Netflix videos, in violation of FCC rules. But don’t worry, Chairman Pai

says—we don’t need Net Neutrality because the ISPs will self-regulate.

Yeah, right.

Dirty tricks abounded in the lead-up to Thursday’s vote. In the

aforementioned public feedback phase, millions of fake anti-Net

Neutrality comments were submitted to the FCC website. These used

variations of phrases—slightly modified to have the same meaning but

using different words—in order to give the appearance of a unique

comment being submitted. Especially disturbing was the fact that the

comments were given under assumed names, often those of the deceased, or

of those who are alive but never themselves submitted anything. So

concerning was the practice that it prompted the NY Attorney General to

open an investigation into the identity theft of New Yorkers whose names

were used in fake comments, leading him to eventually publish an open

letter to the FCC after failing to receive any response to repeated

inquiries.

What’s important for anarchists to take note of here is that a lot of

the debate around Net Neutrality makes it seem like it pits one set of

profit-hungry companies against another. Why should we care if ISPs or

streaming services win? Let them fight each other, it doesn’t affect us.

But the reality is much more dire.

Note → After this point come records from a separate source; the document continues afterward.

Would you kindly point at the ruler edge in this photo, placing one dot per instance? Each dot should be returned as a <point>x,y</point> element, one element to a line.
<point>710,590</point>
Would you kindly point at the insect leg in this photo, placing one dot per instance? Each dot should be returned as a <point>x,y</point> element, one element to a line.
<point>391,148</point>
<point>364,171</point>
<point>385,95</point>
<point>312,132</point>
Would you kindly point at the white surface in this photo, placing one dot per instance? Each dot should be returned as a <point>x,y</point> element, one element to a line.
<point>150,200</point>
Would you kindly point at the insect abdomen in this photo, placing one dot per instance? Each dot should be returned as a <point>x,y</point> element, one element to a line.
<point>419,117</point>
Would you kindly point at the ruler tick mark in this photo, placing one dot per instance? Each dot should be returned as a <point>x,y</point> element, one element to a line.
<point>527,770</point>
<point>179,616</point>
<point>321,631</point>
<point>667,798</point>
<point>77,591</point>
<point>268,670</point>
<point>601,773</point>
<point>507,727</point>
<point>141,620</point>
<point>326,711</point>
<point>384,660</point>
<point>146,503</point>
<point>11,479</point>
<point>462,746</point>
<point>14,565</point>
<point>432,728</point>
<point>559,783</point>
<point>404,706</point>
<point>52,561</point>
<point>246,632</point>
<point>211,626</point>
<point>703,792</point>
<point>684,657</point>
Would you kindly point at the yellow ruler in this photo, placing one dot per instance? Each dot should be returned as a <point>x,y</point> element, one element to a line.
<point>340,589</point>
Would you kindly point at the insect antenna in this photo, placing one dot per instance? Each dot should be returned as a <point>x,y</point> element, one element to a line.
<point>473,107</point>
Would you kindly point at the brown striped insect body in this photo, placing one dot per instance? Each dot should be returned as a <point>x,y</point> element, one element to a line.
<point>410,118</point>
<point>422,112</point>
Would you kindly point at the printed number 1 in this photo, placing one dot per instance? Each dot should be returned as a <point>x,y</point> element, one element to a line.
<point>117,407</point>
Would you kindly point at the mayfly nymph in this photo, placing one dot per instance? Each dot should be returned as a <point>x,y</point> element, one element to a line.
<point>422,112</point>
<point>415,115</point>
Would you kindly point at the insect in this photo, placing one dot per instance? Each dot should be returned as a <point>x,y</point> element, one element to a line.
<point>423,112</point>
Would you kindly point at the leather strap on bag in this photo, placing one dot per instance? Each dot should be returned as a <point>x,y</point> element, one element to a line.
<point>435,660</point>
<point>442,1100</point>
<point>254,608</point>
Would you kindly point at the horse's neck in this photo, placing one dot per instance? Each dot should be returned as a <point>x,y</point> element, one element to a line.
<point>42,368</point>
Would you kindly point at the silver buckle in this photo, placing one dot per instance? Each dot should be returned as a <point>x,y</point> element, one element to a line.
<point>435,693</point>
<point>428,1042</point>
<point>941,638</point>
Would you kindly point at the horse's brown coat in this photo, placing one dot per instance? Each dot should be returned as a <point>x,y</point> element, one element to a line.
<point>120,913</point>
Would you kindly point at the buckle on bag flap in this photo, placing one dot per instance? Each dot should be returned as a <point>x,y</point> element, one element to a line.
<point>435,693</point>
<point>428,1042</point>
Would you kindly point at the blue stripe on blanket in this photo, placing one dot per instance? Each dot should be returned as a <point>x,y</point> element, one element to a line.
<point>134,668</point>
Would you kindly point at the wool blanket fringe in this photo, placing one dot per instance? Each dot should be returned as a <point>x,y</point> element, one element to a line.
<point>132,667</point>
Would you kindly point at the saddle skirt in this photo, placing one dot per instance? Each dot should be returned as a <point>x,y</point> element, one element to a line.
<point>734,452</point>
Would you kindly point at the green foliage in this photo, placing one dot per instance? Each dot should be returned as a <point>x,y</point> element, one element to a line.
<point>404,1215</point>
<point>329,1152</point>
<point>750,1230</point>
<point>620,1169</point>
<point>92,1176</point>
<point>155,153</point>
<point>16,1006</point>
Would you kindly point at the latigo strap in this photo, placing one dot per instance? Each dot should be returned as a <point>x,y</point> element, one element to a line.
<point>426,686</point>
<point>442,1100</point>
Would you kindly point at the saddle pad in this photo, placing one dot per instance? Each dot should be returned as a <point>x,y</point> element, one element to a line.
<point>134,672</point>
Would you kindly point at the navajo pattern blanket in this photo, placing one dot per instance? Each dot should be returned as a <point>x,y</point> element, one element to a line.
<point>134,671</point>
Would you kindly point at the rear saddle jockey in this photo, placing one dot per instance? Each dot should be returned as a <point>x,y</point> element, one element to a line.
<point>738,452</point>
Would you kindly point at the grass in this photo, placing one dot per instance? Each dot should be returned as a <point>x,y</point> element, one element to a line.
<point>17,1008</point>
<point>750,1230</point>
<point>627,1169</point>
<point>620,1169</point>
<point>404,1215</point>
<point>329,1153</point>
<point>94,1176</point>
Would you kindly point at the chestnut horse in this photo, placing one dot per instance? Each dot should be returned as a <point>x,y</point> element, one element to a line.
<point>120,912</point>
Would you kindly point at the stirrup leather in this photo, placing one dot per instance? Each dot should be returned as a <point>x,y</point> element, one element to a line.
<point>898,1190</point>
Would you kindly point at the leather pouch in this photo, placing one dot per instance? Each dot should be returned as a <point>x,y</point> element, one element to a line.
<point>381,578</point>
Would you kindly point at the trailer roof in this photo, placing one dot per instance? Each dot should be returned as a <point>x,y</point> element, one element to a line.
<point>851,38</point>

Since the major broadband providers

effectively run what amounts to oligopoly control over our access to

information, they have much more direct ability to filter, throttle, and

ban outright content which they deem unacceptable or unprofitable. So,

yeah, it’s about Netflix and Youtube. But it’s also about access to

radical or anarchist content from CrimethInc. or IGD. In addition to

shaping traffic, the repeal enables your provider to actually block

content altogether. This puts our ability to create our own radical

subjectivities under an even greater threat than before.

Radical Alternatives

Regulatory control by the centralized federal agencies backed by state

force is certainly no ideal to strive for, but (as is so often the case)

the state has set itself up to play the role of savior. In that role it

was holding back the forces of unmitigated private extraction of the

information landscape. But could things have been different? As

anarchists, could we have helped to shape the landscape itself in a more

decentralized, autonomous manner? Can we still? Instead of corporations

held back by state force, what would a non-corporate alternative to

Internet provision look like?

There are some radical alternatives that challenge corporate hegemonic

control over Internet provision at a very basic level. Exciting examples

of community-based approaches are taking shape in hacker spaces from

Oakland to New York in the form of mesh networks. The idea is simple:

instead of relying on the existing physical infrastructure built out by

the large telecommunications companies, we can build our own

infrastructure. We can take our home wifi routers, and program them to

talk to each other, to provide access to one another. This horizontal

communication stands in stark contrast to the usual usage of these

devices, which is mainly to facilitate access vertically, directly to

the ISP uplink. In this way, we can build an net that is created and

controlled by us. Pirate packets, jumping through the air.

The benefit for us is clear, and this is a fundamental, structural

challenge to the current state and corporate control flows. So our

challenge is twofold, both short-term and long-term. First, we must stop

the immediate, existential threat that we face with the repeal of the

most basic Net Neutrality protections, which threaten to silence our

voices. Second, we must build a structural alternative to the current

Internet, an other network, one where our voices can not be silenced by

a mere regulatory shift because no one else controls it but the

communities that comprise it themselves. A small example of this is the

mesh networks that exist today, which are fledgling but precious

examples of the prefiguration of power we wish to see.